Wastelands: Keeping It Going

ENTRY 4: Keeping it Going

So, you’ve gotten a story idea for your new RP and think it’s really kickass. Great! Now, you got some interest going and people really wanna jump in and play it. That’s even better! You’ve gotten it started now and you’re going along for a few days, weeks, months however long and then interest starts to wane. Your players don’t post as much as they did when the thread first came around. You know they’re still around, but haven’t posted in a fair while. What’s wrong?

A number of things can do this, one of which is real-life. The influence of the outside world can really get in the way of posting (I speak from experience when I say this). They might still have the interest, but not the time.

The other thing that might happen is well within your control: the players have lost interest because it’s become a little dull or predictable or just slow. Something that CAN cause this is your own devotion to the story. If you came up with it, it’s your job to help keep it going and people interested! If someone doesn’t post for a while either, this can mean someone has lost interest. What’s a creator to do?

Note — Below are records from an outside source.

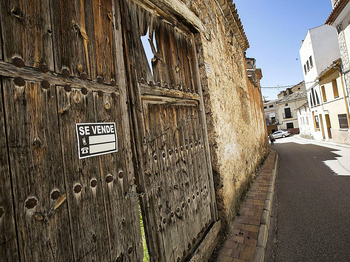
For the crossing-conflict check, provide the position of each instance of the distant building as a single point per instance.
(305, 121)
(321, 63)
(281, 113)
(339, 18)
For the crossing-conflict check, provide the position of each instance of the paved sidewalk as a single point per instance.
(248, 237)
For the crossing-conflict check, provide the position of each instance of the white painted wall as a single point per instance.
(322, 44)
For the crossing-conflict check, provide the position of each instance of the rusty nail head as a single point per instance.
(19, 81)
(55, 194)
(18, 62)
(93, 183)
(83, 76)
(66, 72)
(31, 203)
(45, 84)
(67, 88)
(100, 79)
(130, 250)
(77, 188)
(109, 178)
(44, 68)
(36, 143)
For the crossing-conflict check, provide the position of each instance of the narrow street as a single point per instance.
(311, 215)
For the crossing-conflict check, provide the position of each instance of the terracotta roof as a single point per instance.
(336, 11)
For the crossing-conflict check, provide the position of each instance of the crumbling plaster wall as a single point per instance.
(234, 108)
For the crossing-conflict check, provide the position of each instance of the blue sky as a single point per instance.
(275, 29)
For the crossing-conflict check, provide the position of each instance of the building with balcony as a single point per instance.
(281, 113)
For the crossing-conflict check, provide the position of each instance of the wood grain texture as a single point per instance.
(121, 210)
(85, 201)
(27, 33)
(8, 238)
(36, 170)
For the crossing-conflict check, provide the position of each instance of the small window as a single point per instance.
(335, 88)
(343, 121)
(316, 122)
(311, 63)
(323, 94)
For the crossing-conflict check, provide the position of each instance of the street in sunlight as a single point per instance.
(310, 221)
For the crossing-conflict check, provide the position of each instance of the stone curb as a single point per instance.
(265, 220)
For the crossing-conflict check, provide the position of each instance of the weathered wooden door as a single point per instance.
(174, 169)
(62, 64)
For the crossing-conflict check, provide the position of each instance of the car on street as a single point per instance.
(281, 133)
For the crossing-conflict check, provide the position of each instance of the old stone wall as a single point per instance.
(234, 110)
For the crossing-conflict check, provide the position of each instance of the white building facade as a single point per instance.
(340, 19)
(319, 49)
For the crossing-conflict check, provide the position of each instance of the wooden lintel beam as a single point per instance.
(33, 74)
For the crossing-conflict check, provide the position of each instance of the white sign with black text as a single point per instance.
(96, 139)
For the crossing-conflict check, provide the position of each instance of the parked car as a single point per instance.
(281, 133)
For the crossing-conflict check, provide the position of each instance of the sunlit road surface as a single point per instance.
(340, 165)
(311, 215)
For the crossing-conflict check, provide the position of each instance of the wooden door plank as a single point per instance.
(121, 206)
(103, 63)
(85, 197)
(36, 168)
(27, 33)
(8, 238)
(70, 42)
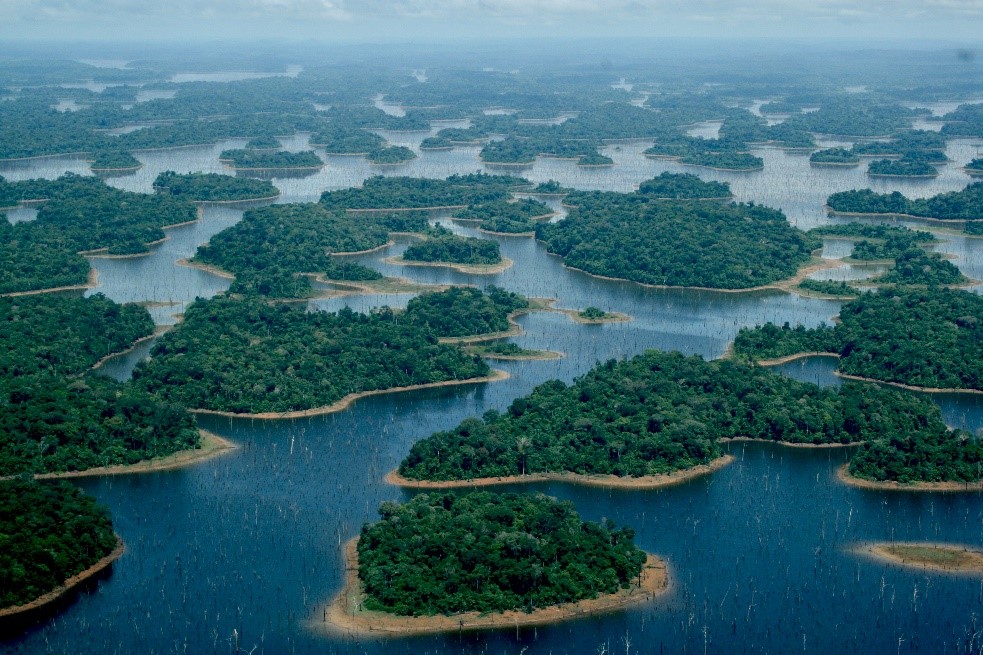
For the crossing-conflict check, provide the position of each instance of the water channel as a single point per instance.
(759, 552)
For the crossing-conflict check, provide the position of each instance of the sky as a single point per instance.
(428, 20)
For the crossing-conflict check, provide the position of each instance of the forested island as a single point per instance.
(55, 414)
(250, 159)
(51, 532)
(213, 187)
(79, 214)
(473, 558)
(964, 205)
(245, 356)
(419, 193)
(684, 186)
(269, 249)
(441, 246)
(662, 413)
(931, 338)
(834, 157)
(901, 168)
(391, 155)
(507, 217)
(678, 243)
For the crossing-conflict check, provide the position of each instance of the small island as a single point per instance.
(834, 157)
(683, 243)
(656, 420)
(943, 558)
(964, 205)
(214, 188)
(243, 356)
(391, 155)
(54, 538)
(928, 339)
(261, 160)
(440, 246)
(901, 168)
(448, 563)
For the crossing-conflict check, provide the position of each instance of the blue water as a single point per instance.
(758, 552)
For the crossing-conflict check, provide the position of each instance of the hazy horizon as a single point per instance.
(346, 21)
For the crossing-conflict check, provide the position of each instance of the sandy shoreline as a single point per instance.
(344, 614)
(68, 585)
(843, 473)
(212, 445)
(941, 557)
(603, 481)
(92, 282)
(343, 403)
(473, 269)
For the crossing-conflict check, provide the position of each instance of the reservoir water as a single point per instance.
(759, 553)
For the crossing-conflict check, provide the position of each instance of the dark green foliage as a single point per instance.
(81, 214)
(247, 159)
(54, 415)
(926, 338)
(769, 341)
(594, 159)
(263, 143)
(347, 140)
(834, 156)
(112, 159)
(54, 423)
(213, 187)
(409, 192)
(876, 242)
(915, 266)
(50, 532)
(443, 246)
(246, 356)
(828, 287)
(901, 168)
(551, 187)
(681, 186)
(271, 245)
(678, 243)
(953, 205)
(657, 413)
(64, 335)
(436, 143)
(920, 457)
(391, 155)
(464, 311)
(593, 313)
(484, 552)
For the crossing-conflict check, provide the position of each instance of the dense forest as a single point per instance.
(271, 246)
(662, 412)
(506, 216)
(212, 187)
(56, 415)
(50, 532)
(901, 168)
(412, 193)
(485, 552)
(681, 186)
(440, 245)
(953, 205)
(246, 356)
(247, 159)
(391, 155)
(926, 338)
(678, 243)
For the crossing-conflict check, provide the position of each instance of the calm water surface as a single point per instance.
(759, 553)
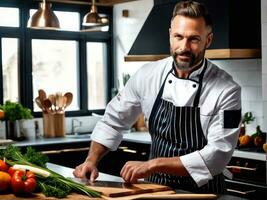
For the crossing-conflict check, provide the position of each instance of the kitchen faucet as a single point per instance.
(75, 123)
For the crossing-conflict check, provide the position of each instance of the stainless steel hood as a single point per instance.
(232, 37)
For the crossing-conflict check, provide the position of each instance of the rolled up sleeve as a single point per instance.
(121, 112)
(202, 165)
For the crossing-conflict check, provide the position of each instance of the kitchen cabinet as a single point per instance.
(249, 178)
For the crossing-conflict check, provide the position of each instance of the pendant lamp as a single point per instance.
(93, 19)
(44, 18)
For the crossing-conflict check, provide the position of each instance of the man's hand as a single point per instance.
(86, 170)
(134, 170)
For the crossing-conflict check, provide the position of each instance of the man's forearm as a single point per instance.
(96, 153)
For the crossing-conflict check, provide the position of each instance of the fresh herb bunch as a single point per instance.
(53, 188)
(15, 111)
(50, 182)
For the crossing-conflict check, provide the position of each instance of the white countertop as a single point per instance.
(68, 172)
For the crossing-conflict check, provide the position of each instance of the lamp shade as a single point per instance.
(44, 18)
(93, 19)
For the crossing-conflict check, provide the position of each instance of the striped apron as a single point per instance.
(176, 131)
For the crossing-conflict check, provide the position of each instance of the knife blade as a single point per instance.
(101, 183)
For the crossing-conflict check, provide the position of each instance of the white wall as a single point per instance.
(251, 74)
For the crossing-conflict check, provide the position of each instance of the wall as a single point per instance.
(264, 60)
(247, 72)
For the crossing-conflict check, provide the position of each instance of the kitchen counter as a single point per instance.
(67, 172)
(137, 137)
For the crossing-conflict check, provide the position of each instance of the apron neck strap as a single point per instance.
(196, 100)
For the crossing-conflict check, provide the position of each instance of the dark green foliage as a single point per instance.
(36, 158)
(51, 187)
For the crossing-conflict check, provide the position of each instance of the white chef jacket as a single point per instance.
(219, 93)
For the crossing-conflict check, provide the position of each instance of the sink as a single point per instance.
(79, 135)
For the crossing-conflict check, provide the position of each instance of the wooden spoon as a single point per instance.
(39, 104)
(42, 95)
(52, 98)
(59, 101)
(47, 105)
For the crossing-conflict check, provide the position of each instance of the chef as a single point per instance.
(192, 106)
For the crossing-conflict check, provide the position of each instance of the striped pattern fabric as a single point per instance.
(176, 131)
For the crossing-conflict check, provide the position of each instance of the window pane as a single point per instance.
(97, 75)
(55, 68)
(10, 68)
(9, 17)
(69, 21)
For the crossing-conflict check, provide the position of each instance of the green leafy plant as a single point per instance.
(50, 183)
(15, 111)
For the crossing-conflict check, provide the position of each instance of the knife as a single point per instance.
(101, 183)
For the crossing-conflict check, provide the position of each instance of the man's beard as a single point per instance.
(187, 66)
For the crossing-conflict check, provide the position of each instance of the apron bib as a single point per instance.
(176, 131)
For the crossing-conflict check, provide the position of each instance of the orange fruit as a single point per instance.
(5, 181)
(2, 114)
(3, 166)
(245, 140)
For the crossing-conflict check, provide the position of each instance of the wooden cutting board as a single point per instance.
(138, 188)
(164, 195)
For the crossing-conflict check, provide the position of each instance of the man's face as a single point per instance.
(188, 40)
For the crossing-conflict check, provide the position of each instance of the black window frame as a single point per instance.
(25, 35)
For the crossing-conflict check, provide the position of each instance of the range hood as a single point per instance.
(237, 31)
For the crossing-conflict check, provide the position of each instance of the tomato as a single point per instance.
(5, 180)
(3, 166)
(11, 171)
(23, 182)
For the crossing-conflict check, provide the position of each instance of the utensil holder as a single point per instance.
(54, 125)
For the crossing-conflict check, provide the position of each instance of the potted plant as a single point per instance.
(13, 112)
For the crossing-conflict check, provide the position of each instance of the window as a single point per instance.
(55, 68)
(97, 75)
(9, 17)
(68, 60)
(10, 69)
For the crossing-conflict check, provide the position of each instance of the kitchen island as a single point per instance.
(136, 146)
(67, 172)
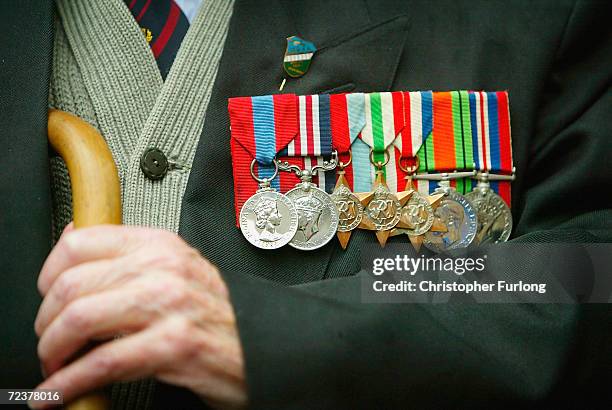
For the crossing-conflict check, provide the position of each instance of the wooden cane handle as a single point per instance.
(96, 192)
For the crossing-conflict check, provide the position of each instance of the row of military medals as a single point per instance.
(307, 218)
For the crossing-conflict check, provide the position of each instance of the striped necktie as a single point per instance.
(164, 25)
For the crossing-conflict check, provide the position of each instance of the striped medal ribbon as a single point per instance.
(347, 120)
(260, 127)
(312, 144)
(491, 137)
(450, 146)
(384, 113)
(309, 155)
(492, 146)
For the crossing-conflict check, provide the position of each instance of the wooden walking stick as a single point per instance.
(96, 192)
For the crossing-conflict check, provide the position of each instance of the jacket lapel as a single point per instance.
(252, 65)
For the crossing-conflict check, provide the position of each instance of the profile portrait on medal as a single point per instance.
(267, 219)
(349, 208)
(452, 215)
(309, 212)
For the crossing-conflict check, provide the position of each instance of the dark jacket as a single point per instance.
(309, 342)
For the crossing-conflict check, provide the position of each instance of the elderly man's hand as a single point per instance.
(169, 304)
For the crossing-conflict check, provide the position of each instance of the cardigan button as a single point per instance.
(154, 164)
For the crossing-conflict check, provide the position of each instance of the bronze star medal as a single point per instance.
(417, 216)
(350, 206)
(384, 209)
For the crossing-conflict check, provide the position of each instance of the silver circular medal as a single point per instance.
(350, 209)
(460, 219)
(418, 214)
(384, 210)
(317, 216)
(268, 219)
(494, 216)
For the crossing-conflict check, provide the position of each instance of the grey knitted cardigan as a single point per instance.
(104, 72)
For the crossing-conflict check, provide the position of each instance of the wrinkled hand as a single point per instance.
(169, 304)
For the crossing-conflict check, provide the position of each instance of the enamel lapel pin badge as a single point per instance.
(298, 57)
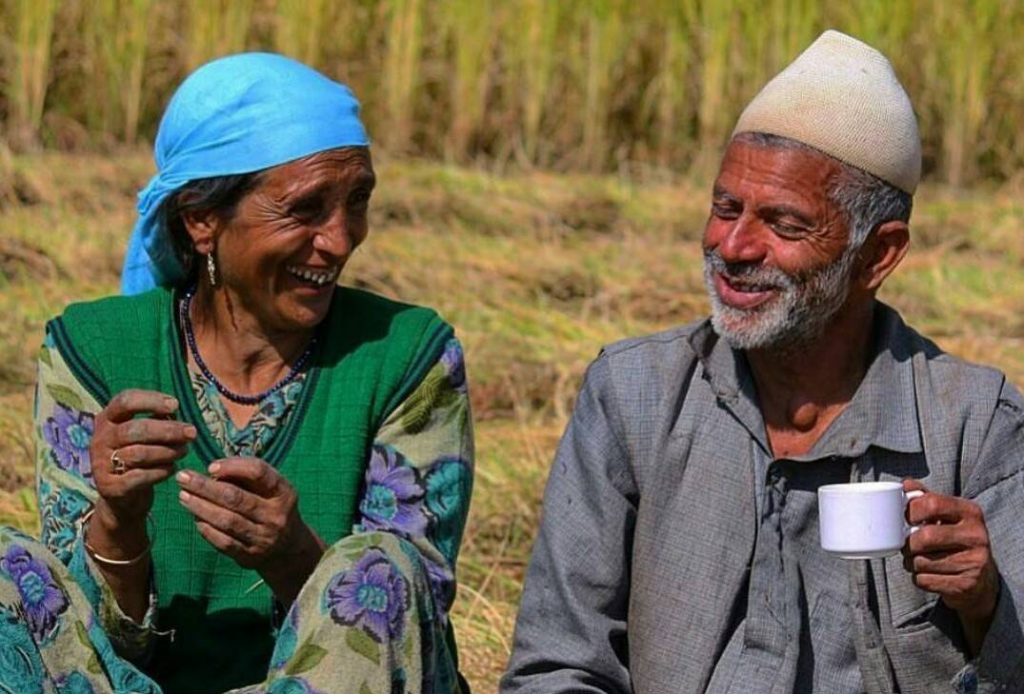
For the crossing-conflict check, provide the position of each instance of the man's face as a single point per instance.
(777, 261)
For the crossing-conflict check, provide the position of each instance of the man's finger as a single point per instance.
(128, 403)
(933, 538)
(946, 563)
(937, 508)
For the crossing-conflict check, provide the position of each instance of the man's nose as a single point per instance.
(741, 242)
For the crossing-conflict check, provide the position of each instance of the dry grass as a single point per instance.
(568, 84)
(536, 271)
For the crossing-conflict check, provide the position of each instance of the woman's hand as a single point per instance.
(247, 510)
(130, 456)
(146, 447)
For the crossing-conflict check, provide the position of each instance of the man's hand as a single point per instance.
(949, 555)
(247, 510)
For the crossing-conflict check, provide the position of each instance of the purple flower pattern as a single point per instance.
(372, 594)
(42, 599)
(69, 432)
(455, 364)
(393, 499)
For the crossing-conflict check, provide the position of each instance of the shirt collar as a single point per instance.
(883, 411)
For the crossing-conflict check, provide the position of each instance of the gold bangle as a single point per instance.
(95, 556)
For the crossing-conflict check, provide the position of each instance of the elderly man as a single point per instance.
(679, 550)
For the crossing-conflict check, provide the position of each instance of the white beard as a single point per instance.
(799, 312)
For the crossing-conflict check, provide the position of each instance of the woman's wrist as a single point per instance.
(113, 536)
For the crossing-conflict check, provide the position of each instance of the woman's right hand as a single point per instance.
(147, 446)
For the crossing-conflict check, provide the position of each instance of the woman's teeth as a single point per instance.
(318, 277)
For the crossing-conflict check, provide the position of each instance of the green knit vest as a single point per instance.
(371, 355)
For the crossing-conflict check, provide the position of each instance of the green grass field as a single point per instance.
(537, 271)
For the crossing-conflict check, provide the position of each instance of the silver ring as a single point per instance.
(118, 466)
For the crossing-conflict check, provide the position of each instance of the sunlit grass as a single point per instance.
(601, 85)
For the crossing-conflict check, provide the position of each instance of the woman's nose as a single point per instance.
(740, 242)
(333, 237)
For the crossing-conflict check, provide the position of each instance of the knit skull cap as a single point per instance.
(842, 96)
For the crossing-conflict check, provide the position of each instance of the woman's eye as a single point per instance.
(306, 210)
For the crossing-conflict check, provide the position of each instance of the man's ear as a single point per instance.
(202, 226)
(882, 252)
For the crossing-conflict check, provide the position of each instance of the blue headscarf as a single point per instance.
(236, 115)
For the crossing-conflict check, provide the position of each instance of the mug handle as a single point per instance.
(907, 495)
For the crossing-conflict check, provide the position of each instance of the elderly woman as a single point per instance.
(250, 478)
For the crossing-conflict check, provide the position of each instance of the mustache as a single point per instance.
(749, 275)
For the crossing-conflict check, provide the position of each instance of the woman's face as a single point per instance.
(281, 254)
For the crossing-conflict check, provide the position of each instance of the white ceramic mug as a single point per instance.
(863, 520)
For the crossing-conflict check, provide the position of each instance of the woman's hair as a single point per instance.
(218, 194)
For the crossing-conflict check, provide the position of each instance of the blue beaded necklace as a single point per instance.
(221, 388)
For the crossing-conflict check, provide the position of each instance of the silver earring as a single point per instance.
(211, 268)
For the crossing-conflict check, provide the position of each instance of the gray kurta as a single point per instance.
(677, 555)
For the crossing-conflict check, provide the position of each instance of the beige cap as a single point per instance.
(842, 96)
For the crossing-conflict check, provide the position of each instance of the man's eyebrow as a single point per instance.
(720, 193)
(776, 211)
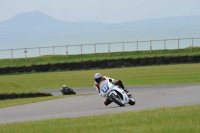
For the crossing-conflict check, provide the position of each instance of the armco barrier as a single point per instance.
(106, 63)
(128, 62)
(119, 62)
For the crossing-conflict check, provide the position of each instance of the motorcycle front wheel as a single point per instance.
(117, 99)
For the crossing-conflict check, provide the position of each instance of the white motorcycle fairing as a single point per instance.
(114, 93)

Well, a lesson I have learned from Wastelands is to definitely take into account what the players are saying. Talk to them outside the story and get their take on it. If they’re devoted fans of the setting you have created, this can become, like I have said many times, fertile ground for new Rps. If it has gotten stale and people haven’t posted in a while, see what they think should happen. It should be taken with a slight grain of salt, especially if the player is suggesting god-moding.

Which is another important topic I think we should cover right now. God-moding is a term used to describe a character that is unbelievably powerful, can do anything and has no faults. A gamemaster CAN use this to an extent though, if they are controlling one or two characters to steer the plot, provided they don’t overtake it. In Wastelands, this takes the appearance of some major characters in the setting. They have their stories (some of which are becoming novels) and for a time, they intersect with the RP that is going on. In one or two cases, the individuals who I use for steering the plot are also used to deal with the unruly players or god-moders. (It helps that the characters I use to deal with god-moders in the setting ARE for all intents and purposes actual deities). But, like I just said, a gamemaster who uses them needs to use them carefully.

Which brings me back to the original point. If a gamemaster carefully applies this, they can generate interest. Maybe one of these important characters in setting needs these peoples help for some reason or another? Maybe the players can investigate this character. If they are so powerful, then it’s logical to assume they could be a powerful ally, or deadly threat. Just remember that the RP is NOT about that character and you getting to play around like a god with them! Like any ‘meal’ this character is just a side to the main course of the player’s adventure.

Another way you can keep interest in your RP is by doing what I talked about last time too. Getting new blood involved. They can get involved and interested in a world others may have forgotten about. This can ultimately help bring it back.

Sometimes though, just a little nudge is all people need to get back into it. By this, you can try sending personal messages to the players to see how many are interested in it still and out of those who will continue. This is especially helpful with players who are sporadic in their postings, but it should be taken with a grain of salt. Something like this CAN (though I have never had this problem, I am sure it can be seen like this) be seen as a little pushy.

In all, the best thing to keep an RP going and the interest in it strong is to take a page from Sun-Tzu’s The Art of War. Keep the troops moving and morale high. They will be eager to fight and that momentum can help push them on towards victory. In the world of Forum RPGs, this can be interpreted as keeping the players motivated and intrigued in the gamemaster’s setting. Keeping the post count up and regular to keep it from getting stale and slow, and push through to the conclusion of the story, in which another can begin.